Well 11-12, 15-16, 22-23 and 23-24 all had roughly Richmond tier temps right? In our bad years (and there are many more now), we may as well be a southern Virginia coastal town.
The warmth is better in spring when people are sick of cold from winter. It sucks to have it now because we're exhausted of the heat. It's like people complaining about a cold snowy spring but the flipside.
2022-2023 on repeat. Seasonable December but no good storms, and then a complete blowtorch for the east for the rest of the winter. It's actually an excellent analog now.
Uh .. this can happen nowadays. Look at Jan 2023, it was a +10 anomaly the whole month. Plus it's not even that unprecedented. 1947 had an average high of 72.5, which means we can easily beat that now. Also to get an average high temp of 75 you don't need mid 70s every day.

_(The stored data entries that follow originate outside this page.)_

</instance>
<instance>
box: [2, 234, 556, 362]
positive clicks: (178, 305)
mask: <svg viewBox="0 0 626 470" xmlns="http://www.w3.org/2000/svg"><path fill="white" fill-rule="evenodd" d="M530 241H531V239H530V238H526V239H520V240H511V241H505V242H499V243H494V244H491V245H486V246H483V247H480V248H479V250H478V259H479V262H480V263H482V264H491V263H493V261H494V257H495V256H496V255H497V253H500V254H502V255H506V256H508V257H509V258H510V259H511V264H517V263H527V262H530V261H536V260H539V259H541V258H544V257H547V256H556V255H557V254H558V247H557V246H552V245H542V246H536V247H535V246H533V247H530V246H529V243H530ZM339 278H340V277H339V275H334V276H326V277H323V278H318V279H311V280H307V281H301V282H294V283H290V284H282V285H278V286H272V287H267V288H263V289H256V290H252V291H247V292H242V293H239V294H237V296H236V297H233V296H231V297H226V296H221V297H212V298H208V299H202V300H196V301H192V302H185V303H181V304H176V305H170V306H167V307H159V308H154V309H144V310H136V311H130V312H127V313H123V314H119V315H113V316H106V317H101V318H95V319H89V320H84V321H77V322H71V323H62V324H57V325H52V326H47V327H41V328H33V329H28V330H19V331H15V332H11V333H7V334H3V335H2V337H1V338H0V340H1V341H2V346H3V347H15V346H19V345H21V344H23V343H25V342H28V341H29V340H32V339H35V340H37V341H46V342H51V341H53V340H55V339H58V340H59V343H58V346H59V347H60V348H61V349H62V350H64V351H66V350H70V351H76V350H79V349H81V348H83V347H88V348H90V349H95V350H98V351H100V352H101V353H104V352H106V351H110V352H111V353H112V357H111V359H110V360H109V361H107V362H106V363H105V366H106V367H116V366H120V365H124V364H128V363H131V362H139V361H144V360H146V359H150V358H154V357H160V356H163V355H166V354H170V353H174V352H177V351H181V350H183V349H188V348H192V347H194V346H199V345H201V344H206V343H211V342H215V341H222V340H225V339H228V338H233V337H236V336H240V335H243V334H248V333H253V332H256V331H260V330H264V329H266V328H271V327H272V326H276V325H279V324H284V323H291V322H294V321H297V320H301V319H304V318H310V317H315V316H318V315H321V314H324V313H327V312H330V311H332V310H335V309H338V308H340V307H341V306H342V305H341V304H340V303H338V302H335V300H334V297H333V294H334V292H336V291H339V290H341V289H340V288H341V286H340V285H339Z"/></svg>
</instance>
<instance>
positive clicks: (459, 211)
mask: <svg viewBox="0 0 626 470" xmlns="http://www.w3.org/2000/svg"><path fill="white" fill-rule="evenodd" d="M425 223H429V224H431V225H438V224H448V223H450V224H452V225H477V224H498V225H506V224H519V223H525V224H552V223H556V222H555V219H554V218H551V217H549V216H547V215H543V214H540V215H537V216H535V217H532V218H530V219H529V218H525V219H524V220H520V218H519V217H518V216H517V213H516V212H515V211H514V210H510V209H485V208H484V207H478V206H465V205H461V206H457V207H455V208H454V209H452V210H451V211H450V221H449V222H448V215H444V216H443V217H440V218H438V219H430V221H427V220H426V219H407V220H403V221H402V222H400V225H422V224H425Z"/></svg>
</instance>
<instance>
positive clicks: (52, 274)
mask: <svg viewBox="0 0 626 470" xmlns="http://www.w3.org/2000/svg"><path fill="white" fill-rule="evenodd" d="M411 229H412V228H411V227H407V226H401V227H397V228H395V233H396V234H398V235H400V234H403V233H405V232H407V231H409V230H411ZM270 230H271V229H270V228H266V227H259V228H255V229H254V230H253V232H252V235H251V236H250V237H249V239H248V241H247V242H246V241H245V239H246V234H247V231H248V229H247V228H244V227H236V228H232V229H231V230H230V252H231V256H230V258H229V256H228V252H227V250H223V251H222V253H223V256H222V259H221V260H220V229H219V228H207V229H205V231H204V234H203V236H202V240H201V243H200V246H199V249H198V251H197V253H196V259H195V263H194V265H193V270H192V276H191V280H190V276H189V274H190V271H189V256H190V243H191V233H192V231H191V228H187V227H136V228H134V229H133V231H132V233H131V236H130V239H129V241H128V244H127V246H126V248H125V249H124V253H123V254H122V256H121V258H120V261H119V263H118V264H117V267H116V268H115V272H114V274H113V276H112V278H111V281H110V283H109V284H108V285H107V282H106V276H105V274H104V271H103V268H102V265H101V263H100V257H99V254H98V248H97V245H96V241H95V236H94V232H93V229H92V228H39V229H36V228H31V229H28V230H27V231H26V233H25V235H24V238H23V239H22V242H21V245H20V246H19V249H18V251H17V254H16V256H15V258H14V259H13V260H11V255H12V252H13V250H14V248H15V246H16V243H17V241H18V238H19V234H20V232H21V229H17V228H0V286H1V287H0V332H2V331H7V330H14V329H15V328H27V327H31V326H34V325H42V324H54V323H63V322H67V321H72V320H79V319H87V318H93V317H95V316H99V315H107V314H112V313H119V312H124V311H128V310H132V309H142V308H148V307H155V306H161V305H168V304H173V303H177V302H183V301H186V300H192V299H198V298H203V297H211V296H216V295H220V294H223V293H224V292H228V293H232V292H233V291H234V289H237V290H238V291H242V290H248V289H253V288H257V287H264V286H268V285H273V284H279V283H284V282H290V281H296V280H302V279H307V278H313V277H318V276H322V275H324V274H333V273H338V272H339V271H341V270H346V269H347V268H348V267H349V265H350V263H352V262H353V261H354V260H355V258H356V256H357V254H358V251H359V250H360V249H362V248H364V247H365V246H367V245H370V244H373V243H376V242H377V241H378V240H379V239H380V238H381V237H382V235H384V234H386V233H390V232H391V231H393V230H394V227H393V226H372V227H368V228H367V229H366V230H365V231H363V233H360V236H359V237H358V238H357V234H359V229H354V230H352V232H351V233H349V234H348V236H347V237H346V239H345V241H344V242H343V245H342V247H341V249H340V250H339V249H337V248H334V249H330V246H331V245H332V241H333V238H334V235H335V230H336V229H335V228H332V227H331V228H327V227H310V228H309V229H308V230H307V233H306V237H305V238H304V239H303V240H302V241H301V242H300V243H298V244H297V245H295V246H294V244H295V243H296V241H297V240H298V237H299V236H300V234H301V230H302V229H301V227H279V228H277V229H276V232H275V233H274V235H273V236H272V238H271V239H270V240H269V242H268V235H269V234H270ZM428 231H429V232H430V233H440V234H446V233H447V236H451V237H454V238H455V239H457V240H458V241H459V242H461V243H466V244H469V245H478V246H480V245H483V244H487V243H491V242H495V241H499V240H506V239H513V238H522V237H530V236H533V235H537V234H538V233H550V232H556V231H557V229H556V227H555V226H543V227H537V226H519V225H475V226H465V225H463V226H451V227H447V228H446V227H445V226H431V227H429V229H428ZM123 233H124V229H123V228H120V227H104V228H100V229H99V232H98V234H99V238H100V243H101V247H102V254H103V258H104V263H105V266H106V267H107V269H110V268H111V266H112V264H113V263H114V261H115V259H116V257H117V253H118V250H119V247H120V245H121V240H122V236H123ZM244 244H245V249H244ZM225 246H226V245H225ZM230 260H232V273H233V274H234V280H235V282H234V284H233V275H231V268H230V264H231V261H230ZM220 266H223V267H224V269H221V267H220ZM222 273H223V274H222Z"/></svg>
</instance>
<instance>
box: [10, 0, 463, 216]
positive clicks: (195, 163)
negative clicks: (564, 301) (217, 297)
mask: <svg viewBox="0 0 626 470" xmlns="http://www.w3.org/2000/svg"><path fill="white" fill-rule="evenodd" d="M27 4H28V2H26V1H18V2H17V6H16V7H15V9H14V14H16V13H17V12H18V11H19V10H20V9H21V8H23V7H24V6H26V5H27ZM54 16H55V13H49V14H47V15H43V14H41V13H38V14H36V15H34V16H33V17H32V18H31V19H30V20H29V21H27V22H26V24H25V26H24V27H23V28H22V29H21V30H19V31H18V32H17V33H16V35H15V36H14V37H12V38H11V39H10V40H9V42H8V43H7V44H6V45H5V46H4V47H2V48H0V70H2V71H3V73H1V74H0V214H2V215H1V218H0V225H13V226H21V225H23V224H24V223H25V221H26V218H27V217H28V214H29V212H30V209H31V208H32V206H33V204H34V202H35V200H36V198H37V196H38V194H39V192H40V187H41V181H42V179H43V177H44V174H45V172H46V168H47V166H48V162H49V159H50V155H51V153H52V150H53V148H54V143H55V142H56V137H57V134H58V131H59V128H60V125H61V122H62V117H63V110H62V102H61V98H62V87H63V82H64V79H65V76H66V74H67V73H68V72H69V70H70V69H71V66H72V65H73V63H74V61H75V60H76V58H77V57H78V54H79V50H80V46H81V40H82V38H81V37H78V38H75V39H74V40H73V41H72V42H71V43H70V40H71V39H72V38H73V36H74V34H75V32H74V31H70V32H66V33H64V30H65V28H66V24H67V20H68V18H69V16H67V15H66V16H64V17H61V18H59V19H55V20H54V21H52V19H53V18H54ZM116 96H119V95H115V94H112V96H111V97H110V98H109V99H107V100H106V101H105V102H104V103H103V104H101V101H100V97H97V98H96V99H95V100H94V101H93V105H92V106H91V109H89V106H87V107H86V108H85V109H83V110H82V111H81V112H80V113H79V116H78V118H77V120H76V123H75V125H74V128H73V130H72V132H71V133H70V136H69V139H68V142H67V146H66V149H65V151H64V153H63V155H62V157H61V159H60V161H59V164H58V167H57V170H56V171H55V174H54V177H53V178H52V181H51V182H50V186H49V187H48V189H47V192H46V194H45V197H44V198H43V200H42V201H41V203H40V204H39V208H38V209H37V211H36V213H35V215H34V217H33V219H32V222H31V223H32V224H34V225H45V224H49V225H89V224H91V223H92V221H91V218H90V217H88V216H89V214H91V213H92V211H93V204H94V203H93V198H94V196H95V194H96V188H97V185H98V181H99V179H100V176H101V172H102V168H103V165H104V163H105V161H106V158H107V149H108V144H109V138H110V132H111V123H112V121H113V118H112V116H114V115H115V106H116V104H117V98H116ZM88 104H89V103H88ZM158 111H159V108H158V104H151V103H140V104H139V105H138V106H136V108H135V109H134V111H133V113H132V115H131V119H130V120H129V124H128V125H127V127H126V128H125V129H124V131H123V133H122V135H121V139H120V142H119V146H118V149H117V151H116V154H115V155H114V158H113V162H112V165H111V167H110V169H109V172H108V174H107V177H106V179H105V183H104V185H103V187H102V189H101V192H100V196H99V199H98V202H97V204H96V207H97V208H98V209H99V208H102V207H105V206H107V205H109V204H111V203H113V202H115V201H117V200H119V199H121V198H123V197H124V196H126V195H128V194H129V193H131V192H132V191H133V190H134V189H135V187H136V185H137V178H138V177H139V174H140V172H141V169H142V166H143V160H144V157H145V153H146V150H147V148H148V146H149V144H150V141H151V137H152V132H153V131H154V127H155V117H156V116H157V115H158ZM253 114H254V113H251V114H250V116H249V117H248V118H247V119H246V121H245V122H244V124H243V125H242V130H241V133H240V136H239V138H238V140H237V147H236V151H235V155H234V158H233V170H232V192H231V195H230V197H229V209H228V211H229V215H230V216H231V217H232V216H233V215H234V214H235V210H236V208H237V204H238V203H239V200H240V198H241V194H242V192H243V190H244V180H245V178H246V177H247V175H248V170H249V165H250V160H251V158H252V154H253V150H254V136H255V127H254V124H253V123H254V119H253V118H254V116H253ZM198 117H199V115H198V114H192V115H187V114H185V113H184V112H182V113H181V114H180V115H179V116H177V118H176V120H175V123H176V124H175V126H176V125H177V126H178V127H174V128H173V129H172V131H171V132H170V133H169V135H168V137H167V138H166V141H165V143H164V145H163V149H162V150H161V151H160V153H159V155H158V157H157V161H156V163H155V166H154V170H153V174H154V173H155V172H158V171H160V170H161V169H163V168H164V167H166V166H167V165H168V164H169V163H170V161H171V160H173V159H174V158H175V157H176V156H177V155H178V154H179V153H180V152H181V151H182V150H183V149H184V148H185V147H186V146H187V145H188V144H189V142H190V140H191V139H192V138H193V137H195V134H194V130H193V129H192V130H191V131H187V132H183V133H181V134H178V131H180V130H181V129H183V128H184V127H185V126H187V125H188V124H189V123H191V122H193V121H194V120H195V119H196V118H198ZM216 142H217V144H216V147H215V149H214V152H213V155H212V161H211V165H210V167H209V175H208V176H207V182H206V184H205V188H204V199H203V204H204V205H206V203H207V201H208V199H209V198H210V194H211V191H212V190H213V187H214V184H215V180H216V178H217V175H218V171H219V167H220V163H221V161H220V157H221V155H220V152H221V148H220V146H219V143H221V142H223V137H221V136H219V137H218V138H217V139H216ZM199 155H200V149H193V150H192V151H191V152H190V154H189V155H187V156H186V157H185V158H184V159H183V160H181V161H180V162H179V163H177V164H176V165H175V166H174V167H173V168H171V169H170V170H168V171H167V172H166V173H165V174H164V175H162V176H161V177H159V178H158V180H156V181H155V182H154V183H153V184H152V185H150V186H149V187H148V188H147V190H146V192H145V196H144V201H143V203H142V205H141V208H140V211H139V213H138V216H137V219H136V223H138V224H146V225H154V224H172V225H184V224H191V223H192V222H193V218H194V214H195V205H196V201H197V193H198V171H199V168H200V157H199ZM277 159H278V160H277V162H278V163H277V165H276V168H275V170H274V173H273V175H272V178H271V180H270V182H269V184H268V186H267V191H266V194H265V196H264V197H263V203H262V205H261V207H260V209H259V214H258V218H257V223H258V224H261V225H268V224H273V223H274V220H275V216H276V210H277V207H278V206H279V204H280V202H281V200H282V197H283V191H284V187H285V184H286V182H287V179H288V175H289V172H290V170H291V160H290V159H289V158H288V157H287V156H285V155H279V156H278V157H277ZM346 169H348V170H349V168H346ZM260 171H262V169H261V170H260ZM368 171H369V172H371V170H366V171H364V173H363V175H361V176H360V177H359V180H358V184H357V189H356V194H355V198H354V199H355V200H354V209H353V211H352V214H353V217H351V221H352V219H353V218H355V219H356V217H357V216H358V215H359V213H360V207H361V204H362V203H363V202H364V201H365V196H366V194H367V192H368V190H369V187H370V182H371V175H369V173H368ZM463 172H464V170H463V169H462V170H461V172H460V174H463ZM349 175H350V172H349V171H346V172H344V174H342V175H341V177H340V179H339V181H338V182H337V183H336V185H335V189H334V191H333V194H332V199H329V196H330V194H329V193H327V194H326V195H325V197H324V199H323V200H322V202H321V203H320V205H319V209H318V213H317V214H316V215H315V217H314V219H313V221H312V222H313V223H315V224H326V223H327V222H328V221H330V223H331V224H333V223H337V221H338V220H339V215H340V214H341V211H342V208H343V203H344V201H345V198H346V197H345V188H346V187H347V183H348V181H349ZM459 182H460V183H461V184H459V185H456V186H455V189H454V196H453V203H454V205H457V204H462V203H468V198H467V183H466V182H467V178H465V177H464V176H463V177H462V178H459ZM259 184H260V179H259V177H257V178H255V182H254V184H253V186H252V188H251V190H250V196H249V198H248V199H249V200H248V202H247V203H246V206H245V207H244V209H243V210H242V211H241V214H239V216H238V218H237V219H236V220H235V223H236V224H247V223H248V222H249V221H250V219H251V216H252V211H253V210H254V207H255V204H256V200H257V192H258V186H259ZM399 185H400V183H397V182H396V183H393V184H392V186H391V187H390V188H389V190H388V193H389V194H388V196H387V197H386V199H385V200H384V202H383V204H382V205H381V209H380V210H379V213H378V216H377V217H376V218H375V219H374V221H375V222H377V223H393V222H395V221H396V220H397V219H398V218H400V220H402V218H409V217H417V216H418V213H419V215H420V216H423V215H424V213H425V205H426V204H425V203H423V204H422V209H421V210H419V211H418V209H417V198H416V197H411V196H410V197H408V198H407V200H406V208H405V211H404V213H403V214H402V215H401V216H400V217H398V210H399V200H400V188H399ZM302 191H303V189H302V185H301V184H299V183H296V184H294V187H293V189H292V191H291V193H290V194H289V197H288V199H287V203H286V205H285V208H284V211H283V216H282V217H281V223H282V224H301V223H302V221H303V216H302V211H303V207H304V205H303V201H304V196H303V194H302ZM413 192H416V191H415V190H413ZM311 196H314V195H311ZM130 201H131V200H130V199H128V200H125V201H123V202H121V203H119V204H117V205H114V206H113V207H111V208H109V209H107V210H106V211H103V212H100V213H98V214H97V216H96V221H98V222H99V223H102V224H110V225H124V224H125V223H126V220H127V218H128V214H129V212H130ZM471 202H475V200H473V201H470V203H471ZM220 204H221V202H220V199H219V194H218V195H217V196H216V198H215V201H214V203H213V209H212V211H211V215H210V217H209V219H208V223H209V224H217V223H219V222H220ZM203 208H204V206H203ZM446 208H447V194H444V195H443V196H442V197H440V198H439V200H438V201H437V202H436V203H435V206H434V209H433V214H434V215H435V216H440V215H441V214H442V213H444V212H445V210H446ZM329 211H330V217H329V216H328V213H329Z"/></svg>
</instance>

I think seasonal snowfall is bound to decline as the 20 year period from 2000-2020 benefitted from the increased moisture from CC, while still being cold enough to snow. We're no longer reliably cold enough to snow anymore so we should expect the long term seasonal average in the city to go from 25" ish to maybe 15". At the same time we have been stuck in a particularly unlucky pattern since 18-19 as bluewave says.
Wasted the cold air in august and first half of September. I guess it made what is usually the worst part of summer more tolerable but now we have typical late august temps happening in late september-early oct. Fall's taking a break for the foreseeable future.
What is causing the ridiculously consistent +8 F temps above normal literally every single day? Is it just the EPO? It's a january 2023 torch-like pattern.
When was the last time snowmass was wrong and predicted a below normal winter for the tri-state which ended up busting? If your bias is in this direction than nowadays you're hardly ever wrong.
Extraordinarily warm overnight lows next few days. 70 overnight low in central park tonight? Gotta be one of the latest lows above 70 F in history right?